During the crisis of 2007-2009 the US policy included substantial backstop to the large financial firms. The Federal Reserve created some new programs to inject funds into financial markets. The biggest financial institutions of the USA hold the largest part of assets and liabilities of the financial sector. In his speech “Causes of the recent financial and economic crisis” Ben S. Bernanke, the current Chairman of the Federal Reserve calls too big to fail financial institutions not only one of the sources of the recent crises, but also one of the impediments to policymakers’ efforts to contain it.

During the crisis large firms from AIG to Bank of America were given money to prevent their collapse. That is why although they seem to be very sound and stable, they remain fragile. As a result they cannot exist without government’s support. That happened in 2008, when the overall uncertainty in the economy about what would happen further and the failure of Lehman Brothers, which was extremely interconnected and which was one of the major players in different financial markets. This event caused markets to crash.
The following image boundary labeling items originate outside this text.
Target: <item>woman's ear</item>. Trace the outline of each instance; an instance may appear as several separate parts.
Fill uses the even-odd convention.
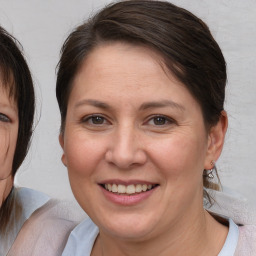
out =
[[[66,156],[65,156],[65,152],[64,152],[64,134],[63,134],[63,132],[61,132],[59,135],[59,143],[63,150],[63,153],[61,156],[61,161],[65,166],[67,166],[67,160],[66,160]]]
[[[219,158],[228,128],[228,117],[226,111],[221,112],[221,116],[216,125],[210,128],[208,134],[208,148],[205,158],[204,169],[212,169],[212,162],[216,162]]]

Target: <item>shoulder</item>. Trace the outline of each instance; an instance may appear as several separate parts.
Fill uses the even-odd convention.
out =
[[[62,255],[90,255],[98,233],[98,227],[87,217],[71,232]]]
[[[61,255],[70,232],[81,219],[74,203],[48,201],[25,222],[10,255]]]
[[[235,255],[256,255],[256,225],[239,226],[239,240]]]

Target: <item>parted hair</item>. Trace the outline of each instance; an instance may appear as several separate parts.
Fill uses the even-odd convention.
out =
[[[88,54],[111,42],[156,51],[165,67],[200,104],[205,127],[217,124],[225,99],[226,62],[208,26],[167,1],[131,0],[110,4],[75,28],[61,49],[56,96],[64,131],[72,81]],[[216,188],[203,176],[204,186]]]

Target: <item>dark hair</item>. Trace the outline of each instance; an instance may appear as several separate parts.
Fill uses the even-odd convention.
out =
[[[94,48],[116,41],[156,51],[200,104],[206,128],[218,122],[225,99],[226,63],[207,25],[169,2],[132,0],[106,6],[66,39],[56,86],[61,131],[79,67]],[[207,178],[204,181],[208,184]]]
[[[19,129],[12,164],[14,177],[27,155],[33,130],[35,95],[32,77],[22,54],[21,44],[5,29],[0,27],[0,75],[4,89],[17,104]],[[12,192],[0,208],[1,230],[6,227],[12,211]]]

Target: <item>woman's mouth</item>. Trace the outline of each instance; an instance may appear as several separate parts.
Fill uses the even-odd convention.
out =
[[[154,189],[158,184],[101,184],[107,191],[120,195],[134,195]]]

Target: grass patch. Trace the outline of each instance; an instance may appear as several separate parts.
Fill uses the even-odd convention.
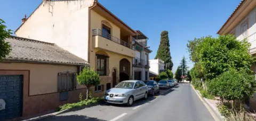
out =
[[[95,104],[103,101],[102,98],[93,98],[88,100],[81,100],[79,102],[73,103],[67,103],[59,107],[57,111],[62,111],[66,109],[72,109],[76,107],[86,106],[89,104]]]

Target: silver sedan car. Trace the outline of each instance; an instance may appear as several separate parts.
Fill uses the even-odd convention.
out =
[[[108,103],[131,106],[135,100],[146,99],[147,91],[147,87],[142,81],[125,80],[120,82],[115,88],[107,90],[104,99]]]

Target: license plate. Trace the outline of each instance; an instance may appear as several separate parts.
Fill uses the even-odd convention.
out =
[[[114,99],[114,98],[108,98],[108,100],[116,100],[115,99]]]

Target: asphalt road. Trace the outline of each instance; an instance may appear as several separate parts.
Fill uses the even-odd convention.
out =
[[[140,100],[132,107],[102,104],[65,112],[42,120],[214,120],[189,84]]]

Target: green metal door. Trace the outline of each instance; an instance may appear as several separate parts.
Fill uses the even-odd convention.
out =
[[[21,116],[22,109],[22,75],[0,75],[0,99],[5,102],[0,110],[0,120]]]

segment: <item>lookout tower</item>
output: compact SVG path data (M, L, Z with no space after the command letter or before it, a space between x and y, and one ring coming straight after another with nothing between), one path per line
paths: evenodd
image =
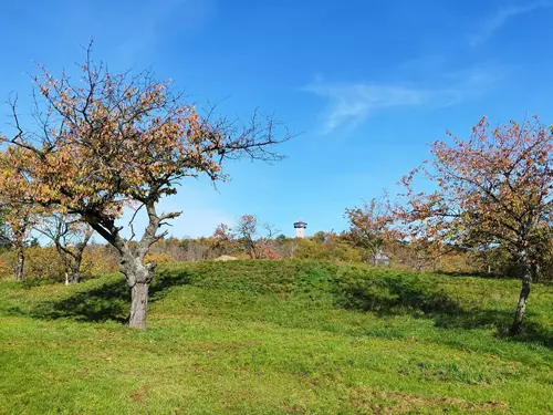
M307 224L304 221L296 221L294 222L294 228L295 228L295 237L296 238L305 238L305 228L307 227Z

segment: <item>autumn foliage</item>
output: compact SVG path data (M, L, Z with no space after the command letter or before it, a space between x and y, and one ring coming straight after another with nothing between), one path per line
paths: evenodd
M533 264L547 239L553 207L553 138L536 117L490 127L487 118L462 141L435 142L430 164L405 176L400 228L411 241L437 251L450 247L503 247L519 267L522 290L511 333L521 330ZM415 179L434 184L416 191Z
M17 134L1 139L9 168L0 186L17 184L21 201L79 216L111 243L132 290L129 324L144 328L156 266L146 256L167 235L159 229L180 215L159 214L159 199L187 177L225 180L228 158L279 159L272 147L288 135L276 138L274 122L258 114L249 123L216 117L213 111L200 115L150 72L114 74L95 65L91 48L79 79L55 77L39 66L33 81L35 123L22 125L12 102ZM116 225L124 207L147 215L140 236L131 224L131 240Z

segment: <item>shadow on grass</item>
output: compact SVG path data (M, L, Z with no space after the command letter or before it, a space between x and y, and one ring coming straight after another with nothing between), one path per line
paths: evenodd
M149 287L149 302L159 301L171 287L189 283L190 274L180 270L156 273ZM98 288L79 292L58 301L45 301L34 308L31 317L41 320L72 319L83 322L116 321L126 323L131 308L131 290L124 278Z
M479 307L478 299L459 304L431 281L414 278L378 278L349 280L337 284L337 303L346 309L371 311L380 317L413 315L431 319L444 329L494 328L498 336L513 341L539 342L553 347L553 331L526 317L523 331L509 336L513 310L493 310Z

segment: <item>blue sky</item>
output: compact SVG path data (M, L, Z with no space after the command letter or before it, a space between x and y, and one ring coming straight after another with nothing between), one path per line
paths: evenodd
M207 236L241 214L290 236L299 218L338 231L346 207L394 194L446 129L462 137L482 115L526 112L552 123L552 21L553 0L3 2L0 97L24 101L33 60L59 73L93 37L114 71L152 65L199 106L260 107L299 133L285 160L230 164L217 190L184 181L161 204L184 211L173 235Z

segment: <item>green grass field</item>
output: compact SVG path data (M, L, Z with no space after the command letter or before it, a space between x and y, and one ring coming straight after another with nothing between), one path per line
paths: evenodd
M553 288L311 261L0 283L1 414L551 414Z

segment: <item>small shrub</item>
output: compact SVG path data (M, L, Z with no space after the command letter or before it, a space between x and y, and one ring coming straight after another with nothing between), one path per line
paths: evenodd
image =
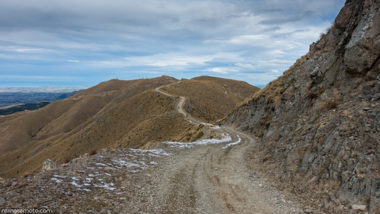
M96 154L96 150L92 150L91 151L90 151L90 153L88 154L90 155L94 155L95 154Z
M308 91L308 98L310 99L313 99L318 97L318 95L316 93L312 91Z
M331 26L326 28L326 31L327 32L330 32L331 31L334 30L334 29L337 28L338 28L338 25L336 25L336 23L335 22L332 22Z
M27 177L28 176L31 176L31 175L33 175L33 173L32 173L26 172L25 174L24 174L23 175L22 175L22 176L24 177Z
M368 102L362 102L359 103L359 105L362 107L371 107L371 103Z
M271 121L265 121L265 127L267 128L267 129L269 129L269 127L271 126Z
M316 123L318 123L319 122L319 115L315 115L314 116L314 120L315 121Z

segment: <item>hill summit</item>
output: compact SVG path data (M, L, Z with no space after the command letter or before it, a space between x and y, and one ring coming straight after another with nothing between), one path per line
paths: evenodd
M205 78L207 80L202 80ZM197 138L192 132L197 126L174 109L179 97L155 90L161 86L171 90L177 85L174 83L189 81L193 86L186 88L191 91L200 87L207 89L209 94L224 94L227 91L227 95L218 99L227 103L222 108L205 105L207 111L196 108L190 113L213 120L226 115L238 102L258 90L233 80L211 77L196 80L179 82L165 76L130 81L111 80L38 110L3 117L0 173L11 177L34 173L41 170L47 159L62 164L102 148L136 149L163 141L195 140ZM245 84L244 91L235 91L233 86L237 84ZM189 94L188 101L207 103L205 100L210 97L202 94ZM216 117L213 112L217 112ZM199 129L196 130L198 138L202 132Z

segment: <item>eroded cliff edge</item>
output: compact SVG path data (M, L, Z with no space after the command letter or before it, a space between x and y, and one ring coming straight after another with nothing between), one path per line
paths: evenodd
M379 7L347 1L306 55L223 119L261 138L265 171L334 212L380 212Z

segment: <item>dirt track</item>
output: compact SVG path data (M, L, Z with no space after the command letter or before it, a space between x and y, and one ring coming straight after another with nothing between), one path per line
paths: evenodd
M156 90L172 96L159 88ZM185 98L180 97L176 109L185 116L182 108ZM303 213L304 206L296 202L300 200L297 196L273 188L271 182L259 177L247 166L245 156L255 149L255 140L231 127L221 128L232 142L239 137L241 142L225 149L222 147L226 143L168 148L176 155L166 160L167 166L157 176L162 193L161 203L164 204L159 212Z

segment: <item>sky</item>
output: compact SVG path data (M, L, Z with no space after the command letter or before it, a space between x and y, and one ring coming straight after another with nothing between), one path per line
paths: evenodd
M2 1L0 88L162 75L262 86L309 51L345 2Z

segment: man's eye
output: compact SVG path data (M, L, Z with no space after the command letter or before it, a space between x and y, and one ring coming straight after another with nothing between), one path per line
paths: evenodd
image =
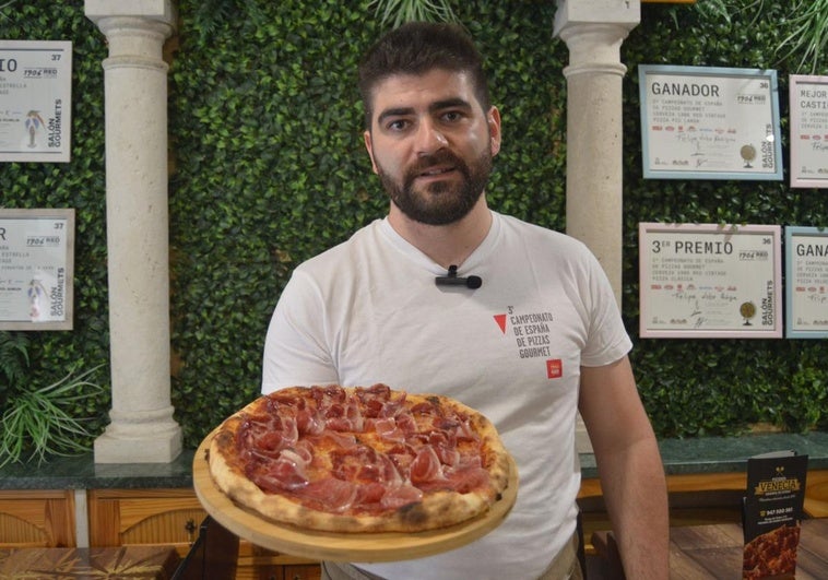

After that situation it became understandable that letting other firms fail would cause an enormous panic and adverse effects, which could lead to the calamity for the whole economy. Thereby it can be seen that the existence of too important to fail institutions is very dangerous not only for the country, where they are based, but also for the whole world because of their connection with international firms. To prevent problems listed above some measures should be taken. The regulation should be stricter, the financial standards for banks and other institutions are to be revised and become more rigorous.

First, restrictions for mergers, which lead to the institutions above limited size, may be implemented. The size of organizations may be measured by their assets, counterparty risk exposure, their indebtedness or by the combination of these factors. It is difficult to determine what size is the optimal for the economy, but to restrict all mergers will make the government bear larger costs. Second, it is possible to subject large institutions to tougher regulatory standards and scrutiny than their counterparts of smaller size.

Such standards include capital, risk-management and liquidity standards, which should be higher for too big to fail banks. They have to raise or take additional capital. But higher capital standards may stall growth above any particular point. That is why capital standards have to differentiate among assets by their risk and by the size of the financial institution. Moreover, systemically important institutions should be overseen and supervised by a single special regulator. This will eliminate the risk of regulatory duplication of efforts or inconsistent rules.

To draw a conclusion, I would like to outline that we need to have big financial institutions nowadays because they have to be of a large size to operate in the global capital markets. But their existence can lead to adverse effects for the whole economy. And the government realizes that the costs of allowing a failure overweigh the costs of avoiding the failure by any means. That is why the banks become very fragile and cannot remain sound and exist without the help of the policymakers. To prevent all these situations the regulators should review all existing standards and make them more rigorous.